Low crude oil prices have ‘partially eclipsed’ the cost benefits of adopting LNG as a marine fuel, however, as it is unknown for how long will they linger shipowners need to decide on their next step, Mark Bell, general manager of the Society for Gas as a Marine Fuel (SGMF) said while speaking at London International Shipping Week.
“The shipowner has to make a decision about what he is going to do next: it is no mean feat,” Bell said during the Bernhard Schulte Shipmanagement forum, ‘LNG as a Marine Fuel: Addressing the Challenges’.
“For the ship owner, it is price, price, price. But what about afterwards – for example, the long-term maintenance, etc.,” Bell explained.

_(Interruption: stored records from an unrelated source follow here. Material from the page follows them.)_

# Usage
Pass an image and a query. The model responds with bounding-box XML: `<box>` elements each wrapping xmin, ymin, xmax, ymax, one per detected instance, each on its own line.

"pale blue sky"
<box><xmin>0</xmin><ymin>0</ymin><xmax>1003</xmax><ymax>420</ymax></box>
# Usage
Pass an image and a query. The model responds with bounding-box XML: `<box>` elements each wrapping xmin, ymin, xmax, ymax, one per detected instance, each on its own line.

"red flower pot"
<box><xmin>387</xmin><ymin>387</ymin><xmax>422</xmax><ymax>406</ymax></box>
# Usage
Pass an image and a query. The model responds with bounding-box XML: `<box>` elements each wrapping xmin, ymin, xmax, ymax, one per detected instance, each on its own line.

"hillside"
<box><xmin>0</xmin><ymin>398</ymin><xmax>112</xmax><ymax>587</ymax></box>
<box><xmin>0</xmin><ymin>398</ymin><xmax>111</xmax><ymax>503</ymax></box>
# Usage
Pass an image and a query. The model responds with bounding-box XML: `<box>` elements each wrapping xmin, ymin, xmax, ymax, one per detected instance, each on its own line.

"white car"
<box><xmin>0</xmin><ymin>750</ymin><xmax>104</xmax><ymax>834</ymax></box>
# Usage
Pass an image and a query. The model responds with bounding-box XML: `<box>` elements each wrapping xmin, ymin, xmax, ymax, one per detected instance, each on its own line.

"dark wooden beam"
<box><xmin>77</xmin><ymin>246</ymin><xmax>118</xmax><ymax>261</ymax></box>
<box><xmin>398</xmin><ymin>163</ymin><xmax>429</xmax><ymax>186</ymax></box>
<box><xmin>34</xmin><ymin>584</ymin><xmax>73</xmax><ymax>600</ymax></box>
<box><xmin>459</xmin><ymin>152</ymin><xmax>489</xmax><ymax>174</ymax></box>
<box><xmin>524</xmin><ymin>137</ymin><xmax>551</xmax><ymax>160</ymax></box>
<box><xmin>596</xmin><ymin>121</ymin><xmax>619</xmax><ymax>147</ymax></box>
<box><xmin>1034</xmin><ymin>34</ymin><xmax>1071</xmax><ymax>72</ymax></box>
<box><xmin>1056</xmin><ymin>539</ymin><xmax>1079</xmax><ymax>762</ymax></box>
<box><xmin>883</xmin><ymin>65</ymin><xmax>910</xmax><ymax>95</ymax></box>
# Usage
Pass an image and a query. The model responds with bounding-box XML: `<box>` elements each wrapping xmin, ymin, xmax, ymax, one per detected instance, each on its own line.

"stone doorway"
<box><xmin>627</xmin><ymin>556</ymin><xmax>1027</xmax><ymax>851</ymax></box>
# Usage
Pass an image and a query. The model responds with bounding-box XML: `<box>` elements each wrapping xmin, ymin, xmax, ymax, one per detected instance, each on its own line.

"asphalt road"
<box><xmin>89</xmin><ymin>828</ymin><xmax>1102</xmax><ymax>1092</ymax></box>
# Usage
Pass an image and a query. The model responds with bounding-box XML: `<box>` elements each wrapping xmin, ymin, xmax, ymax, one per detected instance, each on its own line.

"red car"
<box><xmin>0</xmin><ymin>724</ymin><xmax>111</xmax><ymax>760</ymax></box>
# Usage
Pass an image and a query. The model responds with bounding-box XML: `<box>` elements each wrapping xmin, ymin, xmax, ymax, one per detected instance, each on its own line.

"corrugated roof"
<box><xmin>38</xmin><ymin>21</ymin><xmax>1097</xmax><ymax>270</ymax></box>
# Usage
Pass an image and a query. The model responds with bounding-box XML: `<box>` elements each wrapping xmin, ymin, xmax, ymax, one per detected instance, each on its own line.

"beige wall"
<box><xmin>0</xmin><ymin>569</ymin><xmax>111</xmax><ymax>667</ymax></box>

Since there is uncertainty on how long these prices are to remain low, Bill is of the opinion that shipowners need to think long-term and seize the benefits offered by LNG in that respect.
“The results are very good, so much so that manufacturers are saying you can have longer periods between overhauls,” he went on to say.
Being a relevantly young sector, the LNG industry faces several challenges at the moment with respect to rules and regulations, safety and public perception, ship types, technology, performance and the environment. This means that the performance benefits of using LNG are yet to be fully realised, but this cannot take place without greater adoption across the board.
“The safety track record of the industry is second to none – and it needs to be maintained as second to none. Like it or lump it, if there is one incident involving this commodity as a fuel, it would hit the headlines straight away.”
In terms of public perception, there is a job to be done to maintain safety record and get the message across, he said.
“At the end of the day, it is a gut feeling, I am going to go for it. And those who have put their hands in their pockets find themselves in a position to outgun the opposition.
“A lot of projects in Scandinavia have been done with significant funding from organisations to kick start them. But now we are seeing larger organisations putting their hands in their own pockets.
“The public at large and the world at large are asking maritime to clean up its act. Owners are saying – how about low-sulphur fuels, where can I get them from 2020? But if there is a hint that the low-sulphur limit might be postponed by the IMO, the EU will come back and say there will be an eco-zone for Europe. That will change the face of maritime history,” he said.
According to Bell, the members of SGMF now have 50-60 LNG-fuelled ships in service, with as many again on order or under construction.